In part 1 of this post, I tried to demonstrate that a categorical rejection of vaccines in general is not only socially irresponsible, but does not make sense from a medical point of view. The reason for this is that vaccines (and the diseases that they prevent) are very different in nature. However, if one goes beyond this general argument, certain details of a particular vaccine can still provoke two sorts of individual concerns: medical and ethical. And while most rational people will probably agree that immunization is good for society, one still has to admit that individual freedom of choice based on informed consent remains an issue in vaccination practices in most countries.

I am not going to go into the details of the scientific studies of the impact of certain substances that can cause concern (such as formaldehyde, embryo cells, egg protein, gelatin, thimerosal) for human health. This subject is widely covered elsewhere and is easily accessible. Rather, I would like to focus here on the lack of any routine procedures that could help medical professionals inform in an accessible way about any potential concerns to patients and their parents. Doctors still posses an aura of "sacred knowledge" that is considered inaccessible to patients. This practice perhaps goes back to the times when medical community was closed, and doctors for thousands of years swore the Hippocratic Oath to "not share knowledge outside of the guild". Whatever the origins of this practice are, in modern times the individual should get information about what is happening in his own organism. Such secretive practices are also contra-productive because they can feed conspiracy theories and give arguments to the general anti-vaccine sentiment.
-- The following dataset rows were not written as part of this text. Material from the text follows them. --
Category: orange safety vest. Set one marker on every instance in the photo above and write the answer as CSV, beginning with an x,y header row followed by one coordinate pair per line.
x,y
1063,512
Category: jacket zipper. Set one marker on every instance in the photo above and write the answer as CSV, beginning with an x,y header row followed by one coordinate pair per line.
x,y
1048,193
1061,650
The information given by the medical community should be simple. Personally, as a user of the pediatric services in France, I would generally be satisfied with the following table that I have put together: 

Example of Immunisation Information for Patient Consent (France)
Represents vaccines approve in EU and USA, for other countries information might be different.
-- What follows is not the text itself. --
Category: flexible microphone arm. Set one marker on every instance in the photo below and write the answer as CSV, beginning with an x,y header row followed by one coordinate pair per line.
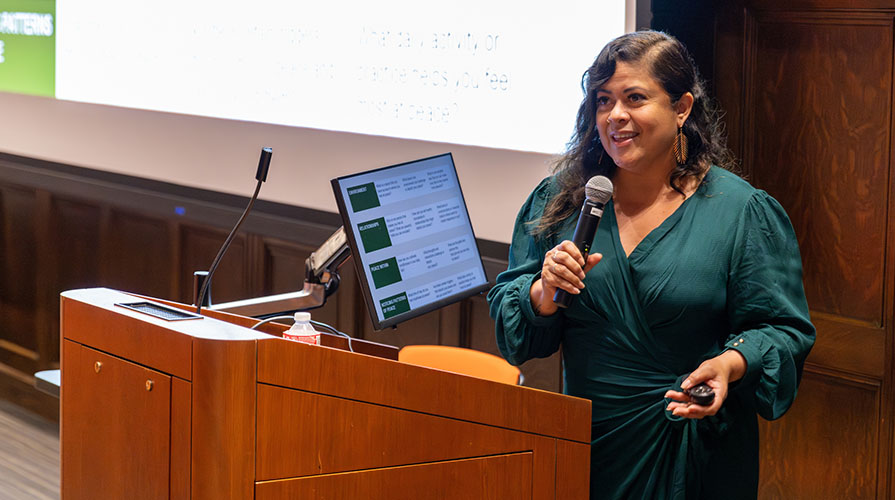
x,y
261,176
324,261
Whatever my concerns will be after seeing this table, I would want to be able to openly discuss all of them with my doctor. In the absence of real scientific evidence of any harmful nature of the substances that could be of concern, I and probably most parents and patients could accept these vaccines.

As for the ethical concern about the use of human embryos in the production of certain vaccines, most religious leaders (for example the Pope, The Supreme leader of Iran, etc.) have approved the use of vaccines produced using stem cells. Doctors should also be trained to talk about such subjects with patients.

To summarise, the search for balance between individual freedom and the social good should enter also the realm of medical practice, and informed consent about immunisation should become the part of the routine medical process. Such measure could help not only to reduce the conspiratorial hipe around immunisation, but also indirectly lead to a more responsible individual attitude towards health, as well as the changing the nature of doctor/patient relationships for good.